À partir du 1er juillet 2026, une nouvelle étape sera franchie dans l’intégration des systèmes avancés d’aide à la conduite (« Advanced Driver Assistance Systems » ou ADAS) sur les véhicules neufs mis en circulation en Europe. L’objectif poursuivi est de renforcer la sécurité routière et de réduire le nombre d’accidents imputables à des erreurs humaines.
Ces systèmes ne rendent toutefois pas les véhicules autonomes. Le conducteur demeure responsable de son comportement et doit rester maître de son véhicule.
Depuis juillet 2024, ces équipements sont obligatoires pour les nouveaux modèles de véhicules. À compter du 1er juillet 2026, les exigences seront étendues à l’ensemble des véhicules neufs immatriculés pour la première fois, y compris les modèles déjà existants. Par ailleurs, de nouvelles fonctionnalités, notamment destinées à mieux protéger les piétons et les cyclistes, entreront en vigueur.
Les systèmes de freinage d’urgence évolueront afin de détecter plus efficacement les piétons et les cyclistes. En cas de risque de collision, le véhicule pourra déclencher automatiquement un freinage afin d’éviter l’accident ou d’en atténuer les conséquences.
Parallèlement, les systèmes de surveillance de l’attention du conducteur deviendront plus sophistiqués. Grâce à des capteurs et parfois à des caméras, ils seront capables de détecter certains signes de distraction ou de fatigue et d’avertir le conducteur.
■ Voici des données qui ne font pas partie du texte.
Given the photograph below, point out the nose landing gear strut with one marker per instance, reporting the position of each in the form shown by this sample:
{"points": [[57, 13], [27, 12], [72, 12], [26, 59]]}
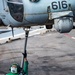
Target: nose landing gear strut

Les véhicules récents sont également équipés d’un enregistreur de données d’accident (Event Data Recorder ou EDR), parfois qualifié de « boîte noire ». Ce dispositif enregistre certains paramètres techniques dans les instants précédant et suivant une collision : vitesse, freinage, activation des systèmes de sécurité ou encore fonctionnement de certains équipements. Son objectif est d’améliorer les analyses d’accidents et la sécurité routière.
Ces données pourront jouer un rôle croissant dans l’établissement des responsabilités en cas de procédure civile ou pénale.